Sandra Bullock ma jedną świąteczną tradycję, bez której nie może żyć: przemyt kiełbasek. Nie jest tak brudny, jak się wydaje — a może tak?
Sandra Bullock na pewno kocha jej gorące mięso. Aktorka, która została przywiązany do Ryana Reynoldsa z przerwami, odkąd rozstała się z zdradzającym mężem Jesse Jamesem, mówi, że jest jedna świąteczna tradycja, bez której absolutnie nie może żyć: gorąca, soczysta kiełbasa. W rzeczy samej.
Niestety, nie jest tak błyskotliwy, jak się wydaje. Bullock powiedział Jay Leno że jedną z rodzinnych tradycji, które podtrzymała po śmierci matki, jest nielegalnie sprowadzanie z Niemiec kiełbasek na świąteczne śniadanie.

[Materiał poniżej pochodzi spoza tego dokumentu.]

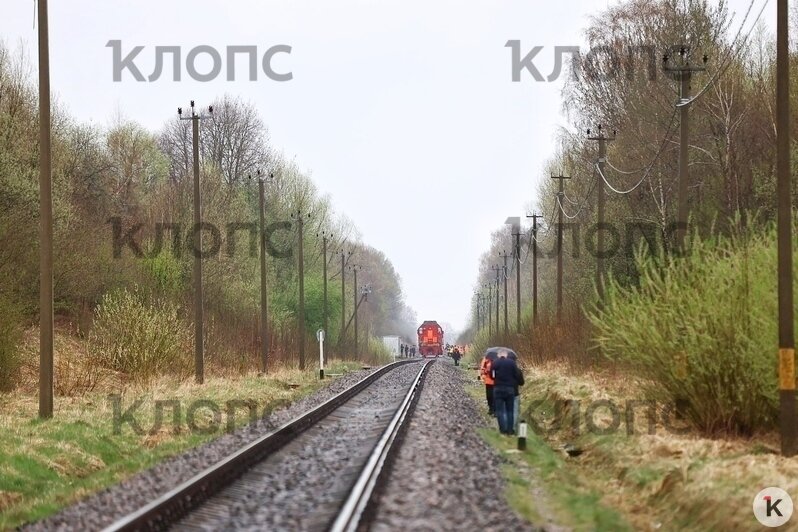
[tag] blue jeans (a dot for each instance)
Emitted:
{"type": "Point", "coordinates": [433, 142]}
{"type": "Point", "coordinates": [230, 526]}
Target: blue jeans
{"type": "Point", "coordinates": [503, 400]}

„Odkąd moja mama odeszła, łamiemy prawo, bo musimy przemycić do kraju niemieckie kiełbaski, i najwyraźniej przynoszenie mięsa przez wody jest niezgodne z prawem ”- powiedziała aktorka Leno podczas występu na Dzisiejszy pokaz.

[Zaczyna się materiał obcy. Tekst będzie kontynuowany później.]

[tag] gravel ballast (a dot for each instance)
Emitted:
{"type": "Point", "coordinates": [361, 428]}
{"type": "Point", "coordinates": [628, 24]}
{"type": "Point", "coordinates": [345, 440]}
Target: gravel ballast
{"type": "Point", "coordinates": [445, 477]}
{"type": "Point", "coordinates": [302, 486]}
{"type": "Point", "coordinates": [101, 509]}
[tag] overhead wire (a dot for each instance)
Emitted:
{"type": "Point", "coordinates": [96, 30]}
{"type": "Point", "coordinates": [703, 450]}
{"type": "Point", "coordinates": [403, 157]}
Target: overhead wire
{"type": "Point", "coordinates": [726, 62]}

– Smażysz je z odrobiną kiszonej kapusty i sałatki ziemniaczanej, ale muszą to być te właściwe.
Jak więc przetransportować zakazane mięso do kraju? Bullock mówi, że dzwonią do przyjaciół i rodziny za granicą, ale nie zdradzą nic więcej.

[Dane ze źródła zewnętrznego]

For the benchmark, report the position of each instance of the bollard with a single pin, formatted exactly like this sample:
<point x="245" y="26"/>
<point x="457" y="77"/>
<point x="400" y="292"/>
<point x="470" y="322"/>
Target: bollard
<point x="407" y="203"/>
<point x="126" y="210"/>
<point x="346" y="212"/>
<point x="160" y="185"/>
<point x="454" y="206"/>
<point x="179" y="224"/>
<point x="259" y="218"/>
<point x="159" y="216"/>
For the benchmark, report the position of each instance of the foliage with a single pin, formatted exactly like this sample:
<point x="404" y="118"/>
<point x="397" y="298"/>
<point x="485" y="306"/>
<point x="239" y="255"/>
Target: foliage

„Musimy tylko trochę złamać prawo, ale w końcu czyjaś paczka przedostaje się” – powiedziała.
„Nie mogę ujawnić, w jaki sposób przemycamy kiełbasę”.
„Kiedy tak to ujmujesz”, powiedział Leno, „nie chcę wiedzieć”.
Uwaga do siebie: nie jedz kiełbasy w domu Sandry Bullock. Nie wiesz, gdzie to było.
Bullock obecnie promuje swój nowy film Niezwykle głośno i niesamowicie blisko, który ma zostać wydany w USA w Boże Narodzenie i na całym świecie 20 stycznia 2012 r.